Once upon a time there was a funny little country. Actually it was a vast land with a burgeoning population. The details matter little; the populace was largely large and illiterate and most of them had never ventured far beyond their own villages. The whole kingdom was really more of a dystopian construct loosely held together by the magic of a box like device called “television”. The land was rumored to have once been a mighty nation of strong folk. Reality did not resemble the rumor.
Anyway, the same small clique of evil wizards that operated the television also controlled the kingdom’s government. Every four years they installed a new puppet king. Sometimes popular puppets maintained the act for two terms. The wizards encouraged the silly and poorly dressed peasants to participate in the new king’s coronation through a year long carnival called an election. This spectacle gave the commoners the illusion of control while providing the wizards with ample entertainment.
The successive election carnivals produced a continuously declining quality of kingship material. The few intelligent citizens gave up on the carnivals entirely and burned their magic boxes. It was believed there were fewer than fifty of these wise people in all the land. For the most part they lived in the forrests on the fringes of society. The masses paid them little notice.

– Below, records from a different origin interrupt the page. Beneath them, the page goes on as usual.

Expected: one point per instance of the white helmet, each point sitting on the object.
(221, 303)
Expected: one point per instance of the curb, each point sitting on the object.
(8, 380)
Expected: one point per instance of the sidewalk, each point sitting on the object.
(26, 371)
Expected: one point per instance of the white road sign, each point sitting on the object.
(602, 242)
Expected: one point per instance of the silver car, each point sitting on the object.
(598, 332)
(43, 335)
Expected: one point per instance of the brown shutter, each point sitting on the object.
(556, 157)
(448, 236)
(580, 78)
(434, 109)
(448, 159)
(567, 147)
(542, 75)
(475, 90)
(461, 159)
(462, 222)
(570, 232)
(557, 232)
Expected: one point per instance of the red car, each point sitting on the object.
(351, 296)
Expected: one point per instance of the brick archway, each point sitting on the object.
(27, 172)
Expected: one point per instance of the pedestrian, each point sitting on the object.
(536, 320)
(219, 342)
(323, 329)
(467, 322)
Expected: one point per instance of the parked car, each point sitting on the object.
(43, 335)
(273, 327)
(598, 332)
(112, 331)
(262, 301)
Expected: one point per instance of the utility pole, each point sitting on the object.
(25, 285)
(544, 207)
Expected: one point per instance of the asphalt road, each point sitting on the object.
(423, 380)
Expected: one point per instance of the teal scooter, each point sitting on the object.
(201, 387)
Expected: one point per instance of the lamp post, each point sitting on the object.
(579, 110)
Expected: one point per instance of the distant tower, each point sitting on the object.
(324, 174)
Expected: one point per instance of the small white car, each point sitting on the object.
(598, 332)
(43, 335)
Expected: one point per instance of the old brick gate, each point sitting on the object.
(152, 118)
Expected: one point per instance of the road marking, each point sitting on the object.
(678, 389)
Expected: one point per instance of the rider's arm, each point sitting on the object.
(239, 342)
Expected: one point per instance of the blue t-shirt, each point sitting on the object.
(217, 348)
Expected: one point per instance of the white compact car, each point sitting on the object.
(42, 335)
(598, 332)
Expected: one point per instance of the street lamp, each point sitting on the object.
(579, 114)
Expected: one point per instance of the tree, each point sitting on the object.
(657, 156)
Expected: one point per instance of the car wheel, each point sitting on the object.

The latest carnival rolled around with the usual assortment of offerings: fat con men; wild-haired and wild-eyed communists; shrieking banshees; deviants; false prophets; spiteful, warmongering toads; and complete idiots. These unworthies held rallies where they proclaimed molehills to be mountains while simultaneously denying the existence of actual mountains. The people cheered. The wizards howled with laughter.
Into this particular carnival were thrust two candidates of unusual character (or lack thereof). One was a raging bull of a man who, previously, had been successful in a real job. He spoke loudly. He mentioned the real mountains. People cheered wildly at his turbulent events. The forrest dwellers were suspicious. The other oddity was a grizzly old buzzard of a woman. She was suspected of being a witch. Her defining traits were her hideous cackling and her being a notorious unconvicted felon. Despite her grotesque demeanor she held sway over many of the plebeians. The forresters thought her wicked.